Auteur Sujet: Incident pop cogent de toulouse - 20/04/18  (Lu 3261 fois)

0 Membres et 1 Invité sur ce sujet

butler_fr

  • Client Bbox adsl
  • Modérateur
  • *
  • Messages: 3 605
  • FTTH orange
Incident pop cogent de toulouse - 20/04/18
« le: 20 avril 2018 à 12:01:09 »
Incident électrique sur le pop cogent de toulouse depuis environ 11h20

Hugues

  • AS2027 MilkyWan
  • Modérateur
  • *
  • Messages: 12 423
  • Lyon (69) / St-Bernard (01)
    • Twitter
Incident pop cogent de toulouse - 20/04/18
« Réponse #1 le: 20 avril 2018 à 14:15:46 »
C'est KO chez AppliWave aussi. (Sans impact)




butler_fr

  • Client Bbox adsl
  • Modérateur
  • *
  • Messages: 3 605
  • FTTH orange
Incident pop cogent de toulouse - 20/04/18
« Réponse #2 le: 20 avril 2018 à 16:40:57 »
Tout est remonté à 12h30 environ
1h10 de coupure et pour l'instant pas d'infos...

Hugues

  • AS2027 MilkyWan
  • Modérateur
  • *
  • Messages: 12 423
  • Lyon (69) / St-Bernard (01)
    • Twitter
Incident pop cogent de toulouse - 20/04/18
« Réponse #3 le: 20 avril 2018 à 16:42:32 »
Je veux bien le RFO quand tu l'auras ;-)

JulienOHAYON

  • AS29075 Officiel Ielo
  • Expert
  • *
  • Messages: 199
  • Paris (75)
    • ielo
Incident pop cogent de toulouse - 20/04/18
« Réponse #4 le: 20 avril 2018 à 19:30:47 »
C'est KO chez AppliWave aussi. (Sans impact)



Effectivement !

butler_fr

  • Client Bbox adsl
  • Modérateur
  • *
  • Messages: 3 605
  • FTTH orange
Incident pop cogent de toulouse - 20/04/18
« Réponse #5 le: 23 avril 2018 à 15:00:07 »
le retour de cogent:

Citer
On 20th April of 2018, we experienced a power outage at our Cogent datacenter in Toulouse.

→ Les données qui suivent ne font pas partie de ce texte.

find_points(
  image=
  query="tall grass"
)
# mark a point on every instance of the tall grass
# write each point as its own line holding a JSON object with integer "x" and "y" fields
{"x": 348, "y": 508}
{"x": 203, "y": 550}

The timestamps of the power outage were:

Start: 11:19 CEST
End: 12:41 CEST

During a standard operation to replace a defective converter (48V/230V), we found some unforeseen problems:

-          As part of the process to isolate the faulty converter, some breakers had to be opened to ensure the work can be done as per the mandatory safety regulations. When this was done, the AC power downwards the TGBT was cut, impacting the main breaker switch. UPS batteries took the load for approximately 25-30 minutes until they got depleted.
-          We tried to restore the power to the TGBT reverting the position for all breakers, but it didn´t work.
-          Under this kind of events there are 2 workarounds to restore AC power feed to the TGBT:
o   Use an output taken directly from the UPS.
o   Try to bypass manually the main breaker (that requires a special process and tools)
It was decided to proceed with the manual bypass of the main breaker, as it would help to isolate the root cause of the fault without risk of cutting the AC power again once it was restored.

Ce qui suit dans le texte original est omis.